Cyberarms of Belarusian KGB

Investigation of charter97.org and electroname.com hacking before the new Year has yielded overwhelming results.

As it turned out, computers and private correspondence and conversations via Skype, email and social networks of some employees of Charter’97 editorial office (the computer of content administrator, who had access only to the admin console of charter97.org website), and also of some well-known Belarusian journalists, politicians, public leaders and activists were under clandestine control of Belarusian special services, electroname.com informs.

The Trojan network was controlled with the help of a few mail boxes; access to a few of them was acquired: boss.bigben@mail.ru and 123asqedws@mail.ru.

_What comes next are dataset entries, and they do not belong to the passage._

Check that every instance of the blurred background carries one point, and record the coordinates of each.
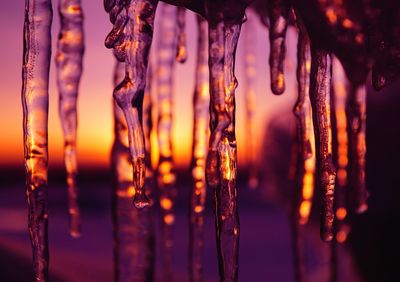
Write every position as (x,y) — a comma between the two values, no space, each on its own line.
(370,253)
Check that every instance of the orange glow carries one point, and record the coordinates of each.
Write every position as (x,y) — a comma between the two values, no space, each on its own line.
(169,219)
(347,23)
(304,211)
(95,115)
(341,213)
(331,16)
(281,80)
(166,203)
(341,237)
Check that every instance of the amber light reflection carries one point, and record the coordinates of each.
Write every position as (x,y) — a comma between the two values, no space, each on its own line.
(95,123)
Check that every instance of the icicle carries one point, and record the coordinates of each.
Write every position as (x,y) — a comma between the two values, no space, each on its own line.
(181,50)
(356,125)
(320,80)
(305,134)
(340,85)
(250,98)
(69,69)
(148,126)
(221,167)
(199,153)
(278,15)
(131,39)
(305,164)
(166,47)
(35,97)
(134,240)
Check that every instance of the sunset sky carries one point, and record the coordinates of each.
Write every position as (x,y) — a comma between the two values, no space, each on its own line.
(95,133)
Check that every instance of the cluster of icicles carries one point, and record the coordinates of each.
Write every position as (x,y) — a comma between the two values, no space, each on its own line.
(331,118)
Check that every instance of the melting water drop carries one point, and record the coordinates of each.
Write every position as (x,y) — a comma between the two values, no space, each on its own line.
(320,86)
(222,156)
(305,164)
(69,69)
(278,11)
(131,39)
(181,50)
(166,47)
(201,100)
(133,229)
(305,133)
(340,89)
(250,98)
(35,97)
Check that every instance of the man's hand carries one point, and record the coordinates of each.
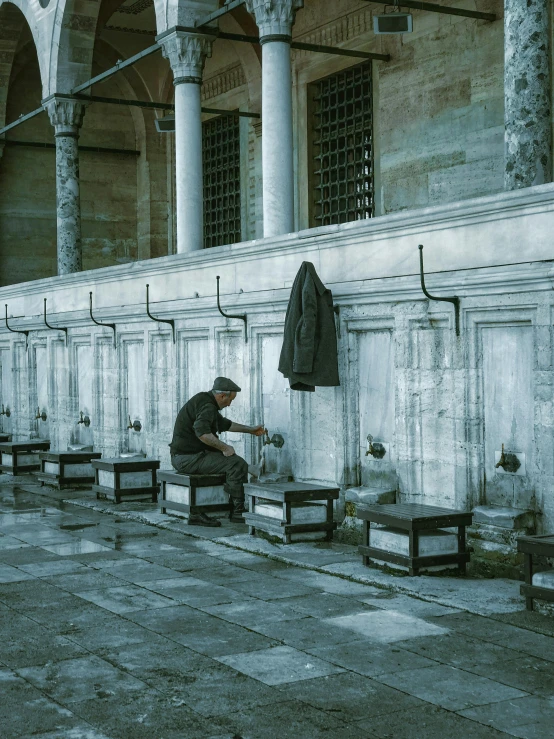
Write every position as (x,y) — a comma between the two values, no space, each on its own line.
(258,431)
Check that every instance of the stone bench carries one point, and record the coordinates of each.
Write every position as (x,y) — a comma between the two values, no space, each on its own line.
(411,536)
(185,495)
(22,456)
(133,478)
(291,511)
(66,469)
(537,584)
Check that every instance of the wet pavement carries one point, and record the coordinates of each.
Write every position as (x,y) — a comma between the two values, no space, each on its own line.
(116,628)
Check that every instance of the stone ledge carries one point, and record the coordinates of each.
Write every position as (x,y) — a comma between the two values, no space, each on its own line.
(514,519)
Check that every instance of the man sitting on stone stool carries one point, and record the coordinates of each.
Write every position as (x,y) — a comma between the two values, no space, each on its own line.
(196,449)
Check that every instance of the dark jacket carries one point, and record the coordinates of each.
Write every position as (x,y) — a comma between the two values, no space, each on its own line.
(309,352)
(200,415)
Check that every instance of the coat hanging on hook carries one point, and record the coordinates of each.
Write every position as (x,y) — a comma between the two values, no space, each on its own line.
(309,353)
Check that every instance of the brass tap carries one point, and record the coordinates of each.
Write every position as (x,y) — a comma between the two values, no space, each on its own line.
(502,461)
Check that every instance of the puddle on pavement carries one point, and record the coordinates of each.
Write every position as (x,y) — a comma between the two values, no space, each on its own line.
(80,546)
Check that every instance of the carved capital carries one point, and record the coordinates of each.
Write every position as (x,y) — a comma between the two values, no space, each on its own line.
(274,17)
(187,54)
(66,114)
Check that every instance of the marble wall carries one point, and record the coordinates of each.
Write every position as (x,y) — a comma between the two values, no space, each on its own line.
(441,404)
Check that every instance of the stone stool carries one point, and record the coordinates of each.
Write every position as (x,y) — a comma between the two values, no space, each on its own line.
(185,495)
(291,511)
(22,456)
(66,468)
(133,478)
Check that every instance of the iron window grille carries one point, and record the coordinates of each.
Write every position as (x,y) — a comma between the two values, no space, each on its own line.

Analyses of the infected computers’ activities’ logs sent by viruses shows that special services illegally eavesdropped and spied on the editorial office of Charter’97, as well as Iryna Khalip, Maryna Koktysh, Syarhei Vaznyak, Pavel Marynich, Alena Novikava, Viktar Radzkou and many other people. There were attempts to infect computers of the Belarusian Association of Journalists, Dzmitry Laeuski, Ales Byalyatski’s lawyer, Vyachaslau Dziyanau (Dyyanau), a coordinator of “silent protest rallies”. It is not known whether the attempts were successful.

The network had been worked at least since July 2011. Then the first documented infection of one of the computers took place. Skype passwords were stolen (it allows to open Skype at another computer and read all the conversations of the user), as well as passwords of social networks, e-mails, and even passwords of access to internet-provider. The picture of the desktop with actions of the user was monitored, clipboard copying, texts typed in the text editors and messengers.

The attackers used three types of viruses: an already known virus of the KBG or RMS by TeknotIT, UFR Stealer – a virus infecting a computer through a USP stick, and Keylogger Detective. These are so-called “Trojans for schoolchildren”. They could be freely bought in Russian internet at a price of 20-30 dollars.

It has been possible to detect the Belarusian IP-address belonging to the viruses owners and the two email addresses. The address was stored in the sent and test emails in the both mailboxes. It is the same address as in the logs of attacks against charter97.org and electroname.com - 178.124.157.86. The IP-address was also recorded in the logs of email and servers at different dates, that is, it is a static address and is used constantly.

In other words, computers’ infecting, bugging and the cyberattack against the websites had been done by the same group.

Judging by the fact that Maxim Charnyauski, recruited by an overseer Dzima from the KGB, had been also given a task to infect the computer of Vyachaslau Dziyanau with the RMS virus by TeknotIT, one can reasonably suggest that it is a group of cyber criminals from the KGB.